The countess presided over the usual European dinner served by men, but the count and the daughter, who had worked all day in the fields, ate only porridge and black bread and drank only kvas, the fare of the hay-making peasants. Of course we are all accustomed to the fact that those who perform the heaviest labor eat the coarsest and simplest fare at the end of the day, but it is not often that we sit at the same table with them while we ourselves eat the more elaborate food prepared by someone else’s labor. Tolstoy ate his simple supper without remark or comment upon the food his family and guests preferred to eat, assuming that they, as well as he, had settled the matter with their own consciences.

coffee-house
Immigrant Visitors Congregating in the Coffee House, 1900

Addams’ time among Tolstoy, his family, and the peasants elicited such strong feelings in her that she made a mental vow to spend two hours each morning in the bakery which had recently been added to the coffee house at Hull-House. Upon her return she realized her vision was not possible due to her overwhelming responsibilities. In Twenty Years she wrote: “The half dozen people invariably waiting to see me after breakfast, the piles of letters to be opened and answered, the demand of actual and pressing wants—were these all to be pushed aside and asked to wait while I saved my soul by two hours’ work at baking bread?”
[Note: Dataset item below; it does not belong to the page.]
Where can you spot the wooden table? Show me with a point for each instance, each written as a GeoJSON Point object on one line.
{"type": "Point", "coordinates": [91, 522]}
Earlier she pointed out Tolstoy’s difficult stance:

Doubtless all of the visitors sitting in the Tolstoy garden that evening had excused themselves from laboring with their hands upon the theory that they were doing something more valuable for society in other ways. No one among our contemporaries has dissented from this point of view so violently as Tolstoy himself, and yet no man might so easily have excused himself from hard and rough work on the basis of his genius and of his intellectual contributions to the world.

While Addams admired Tolstoy, his way of life was incompatible with the life she had already established in Chicago. She wished to emulate him in some capacity, but her duties to Hull-House subsumed a great deal of her time. While writing books, giving lectures, traveling, and worrying about her own health and the health of her friends and family, Addams was always finding new ways to improve Hull-House. It is no surprise, then, that she was incapable of designating even two hours each morning to bake bread. The question remains: how might one find a compromise between Addams’ way of life and Tolstoy’s?

Hull-House later received five hundred dollars which were left over from Tolstoy’s profit from publishing his novel Resurrection. The bulk of the profit was given to the Dukhobors, a Russian religious group who had recently settled in Canada with the help of their government. When faced with the choice of what to spend the money on, Addams felt that it was only natural to use it “for the relief of the most primitive wants of food and shelter on the part of the most needy families.”

Ultimately, Addams assisted the Nineteenth Ward without spending two hours per day in the Coffee Shop baking bread. Instead, she used her talent as social reformer to improve the lives of those living in poverty around her. Although she saw the value in performing manual labor, Addams realized there was greater value, in her situation, in devoting her working hours to her role as the head figure of Hull-House.